Tuesday, July 11, 2006

Posture-ing
I feel a rash coming on. No, not that type. A rash of posts about exercise and my feelings about my body and such. But that's likely just the endorphins talking.

So--I had to work a bit late last night, but I went to work out anyway, and did 10 minutes of weights and an hour of the stationary bike. The weights felt good to do--although I am suprised by how much my body reverted, as far as strength goes, to my pre-weights stage. I can still lift quite a bit more than I could a year ago, but man, I can't lift what I did 3 months ago.

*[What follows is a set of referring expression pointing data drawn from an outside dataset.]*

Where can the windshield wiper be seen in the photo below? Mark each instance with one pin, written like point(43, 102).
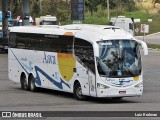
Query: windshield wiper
point(129, 71)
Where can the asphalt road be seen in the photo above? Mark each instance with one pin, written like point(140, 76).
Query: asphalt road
point(12, 98)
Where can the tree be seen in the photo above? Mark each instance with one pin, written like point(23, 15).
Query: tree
point(35, 8)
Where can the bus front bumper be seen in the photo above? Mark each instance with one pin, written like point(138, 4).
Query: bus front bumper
point(119, 92)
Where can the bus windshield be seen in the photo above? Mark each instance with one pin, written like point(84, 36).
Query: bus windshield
point(119, 58)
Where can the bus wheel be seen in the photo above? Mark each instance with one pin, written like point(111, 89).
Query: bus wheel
point(32, 85)
point(78, 92)
point(24, 84)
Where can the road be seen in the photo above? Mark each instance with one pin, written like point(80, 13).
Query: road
point(13, 98)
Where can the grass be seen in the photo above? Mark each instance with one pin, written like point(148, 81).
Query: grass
point(153, 46)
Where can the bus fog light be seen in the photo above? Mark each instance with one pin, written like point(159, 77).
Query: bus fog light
point(101, 86)
point(139, 85)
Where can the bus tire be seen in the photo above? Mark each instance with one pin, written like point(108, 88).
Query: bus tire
point(78, 92)
point(32, 85)
point(24, 83)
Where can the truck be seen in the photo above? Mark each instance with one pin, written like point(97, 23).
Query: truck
point(46, 20)
point(126, 24)
point(4, 43)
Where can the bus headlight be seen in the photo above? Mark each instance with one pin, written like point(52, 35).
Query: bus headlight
point(139, 85)
point(101, 86)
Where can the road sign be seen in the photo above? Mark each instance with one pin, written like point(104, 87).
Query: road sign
point(77, 9)
point(144, 28)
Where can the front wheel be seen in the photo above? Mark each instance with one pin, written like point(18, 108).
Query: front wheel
point(78, 92)
point(32, 85)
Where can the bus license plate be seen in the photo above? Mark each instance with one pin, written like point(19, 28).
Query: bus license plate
point(122, 92)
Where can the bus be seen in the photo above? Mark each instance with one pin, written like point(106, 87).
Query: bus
point(86, 60)
point(3, 42)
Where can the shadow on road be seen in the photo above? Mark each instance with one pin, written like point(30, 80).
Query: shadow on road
point(94, 100)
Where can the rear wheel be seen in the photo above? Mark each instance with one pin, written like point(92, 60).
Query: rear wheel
point(24, 84)
point(32, 85)
point(78, 91)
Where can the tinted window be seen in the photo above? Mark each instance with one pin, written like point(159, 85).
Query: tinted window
point(84, 51)
point(52, 43)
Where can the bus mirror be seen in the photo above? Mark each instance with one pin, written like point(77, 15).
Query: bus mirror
point(96, 50)
point(144, 46)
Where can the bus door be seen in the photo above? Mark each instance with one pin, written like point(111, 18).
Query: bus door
point(84, 52)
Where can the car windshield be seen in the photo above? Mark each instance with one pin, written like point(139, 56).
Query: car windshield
point(119, 58)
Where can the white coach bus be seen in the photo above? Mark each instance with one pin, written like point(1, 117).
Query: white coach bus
point(86, 60)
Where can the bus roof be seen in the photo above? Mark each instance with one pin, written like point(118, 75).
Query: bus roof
point(85, 31)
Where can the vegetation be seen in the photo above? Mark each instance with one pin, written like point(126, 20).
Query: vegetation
point(95, 10)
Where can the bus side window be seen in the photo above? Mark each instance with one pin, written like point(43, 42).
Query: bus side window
point(84, 51)
point(62, 44)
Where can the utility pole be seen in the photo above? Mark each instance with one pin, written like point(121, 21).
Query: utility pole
point(25, 10)
point(108, 9)
point(5, 19)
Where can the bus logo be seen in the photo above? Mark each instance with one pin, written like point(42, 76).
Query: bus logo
point(6, 114)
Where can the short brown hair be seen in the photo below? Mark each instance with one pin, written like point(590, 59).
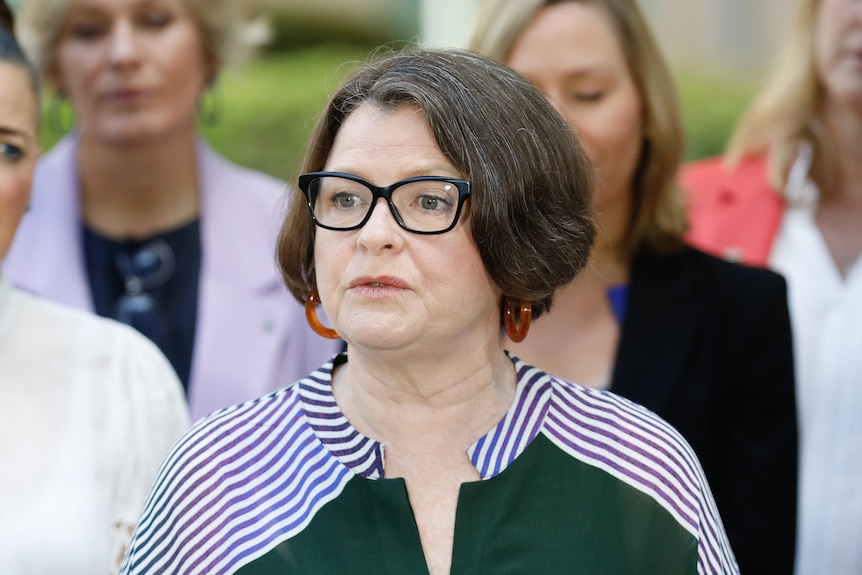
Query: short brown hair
point(531, 182)
point(658, 216)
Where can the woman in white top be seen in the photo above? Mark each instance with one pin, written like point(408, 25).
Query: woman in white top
point(788, 195)
point(88, 407)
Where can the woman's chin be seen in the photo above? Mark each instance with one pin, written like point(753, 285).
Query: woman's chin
point(375, 333)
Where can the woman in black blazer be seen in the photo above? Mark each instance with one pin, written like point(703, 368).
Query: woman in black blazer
point(703, 342)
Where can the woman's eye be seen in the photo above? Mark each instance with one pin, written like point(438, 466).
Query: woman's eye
point(156, 19)
point(588, 96)
point(345, 200)
point(85, 30)
point(11, 153)
point(429, 202)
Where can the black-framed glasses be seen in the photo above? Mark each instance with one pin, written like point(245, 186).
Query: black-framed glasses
point(422, 205)
point(146, 269)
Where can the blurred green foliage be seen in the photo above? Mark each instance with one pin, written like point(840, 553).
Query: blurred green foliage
point(265, 111)
point(712, 102)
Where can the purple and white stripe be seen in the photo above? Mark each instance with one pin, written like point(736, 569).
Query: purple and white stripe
point(637, 447)
point(236, 485)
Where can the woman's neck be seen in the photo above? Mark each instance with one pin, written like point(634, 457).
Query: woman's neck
point(137, 191)
point(843, 128)
point(438, 403)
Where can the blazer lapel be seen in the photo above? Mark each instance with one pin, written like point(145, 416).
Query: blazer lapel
point(47, 256)
point(660, 319)
point(241, 295)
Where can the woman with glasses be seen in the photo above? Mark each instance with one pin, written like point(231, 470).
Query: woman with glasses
point(88, 407)
point(703, 343)
point(788, 195)
point(443, 203)
point(133, 216)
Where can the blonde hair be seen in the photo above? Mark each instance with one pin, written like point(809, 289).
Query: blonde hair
point(658, 216)
point(785, 111)
point(222, 28)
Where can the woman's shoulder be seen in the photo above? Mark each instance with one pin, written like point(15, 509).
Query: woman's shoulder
point(705, 275)
point(715, 173)
point(641, 450)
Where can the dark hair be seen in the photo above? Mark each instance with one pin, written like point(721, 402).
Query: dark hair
point(10, 50)
point(531, 182)
point(658, 215)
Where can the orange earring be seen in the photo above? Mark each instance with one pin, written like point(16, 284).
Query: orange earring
point(311, 316)
point(517, 328)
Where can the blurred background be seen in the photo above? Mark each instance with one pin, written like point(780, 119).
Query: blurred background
point(260, 115)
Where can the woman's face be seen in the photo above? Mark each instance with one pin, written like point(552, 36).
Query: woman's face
point(838, 51)
point(570, 51)
point(384, 287)
point(134, 70)
point(19, 148)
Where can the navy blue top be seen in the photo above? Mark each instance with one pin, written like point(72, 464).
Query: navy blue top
point(150, 284)
point(619, 296)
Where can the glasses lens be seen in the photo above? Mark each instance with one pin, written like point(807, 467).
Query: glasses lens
point(340, 203)
point(427, 205)
point(422, 206)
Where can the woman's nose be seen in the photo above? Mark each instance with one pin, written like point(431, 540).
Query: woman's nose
point(381, 231)
point(123, 47)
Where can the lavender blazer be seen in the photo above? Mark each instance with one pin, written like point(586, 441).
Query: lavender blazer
point(251, 336)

Still, today I feel very good. That nice ache-yness that comes from doing some hard work or from doing curls. It's a funny thing--the sort of stereotype at a gym is that the men love to do the bench pressing and the curls. For some reason they are seen as the epitome of masculinity or some such; this stereotype holds to such a degree that you often see men with huge biceps and pecs and, say, no quads to speak of. I used to think this was all just sort of culturally created--and that may still be the case--but I will say that after doing curls and bench pressing some yesterday, my entire musculature feels different today. I recognize how much I use my chest muscles, and my arm muscles. That sounds silly perhaps.

Thing is, one of the things that may be happening with the relationship between exercise and my body image is that I may not even be toning up much, really--but I carry myself differently. Shoulders back. Standing straighter. Sure, I have a little belly, but I just put it out there, rather than trying to hide it by slouching and such. And the weights help me to change the way I stand, I think--even a moderate increase in strength makes me feel like walking taller and the like. I know I've learned this lesson before...but I keep forgetting. When I exercise harder, I just feel better. I have to keep it within moderate levels, I think, or I start to get sort of habitually tired, but in general harder workouts mean feeling better.

Now, I've been working out regularly--but I've been focusing pretty much only on cardio for a few months now. And it's the weights that actually make me feel like I'm getting into better shape, though I know intellecutally both weights and cardio are doing the trick. And, of course, they aren't mutually exclusive--I can increase the resistance on the stationary bike to the point that my muscles really feel it...and I do sometimes. But there's something about freeweights--whether it's just a gym culture thing (I did take one weight training class in high school, for which I'm pretty grateful, actually; I know my way around the freeweights, at least, and some of the basic exercises and traps people get caught up in) or not.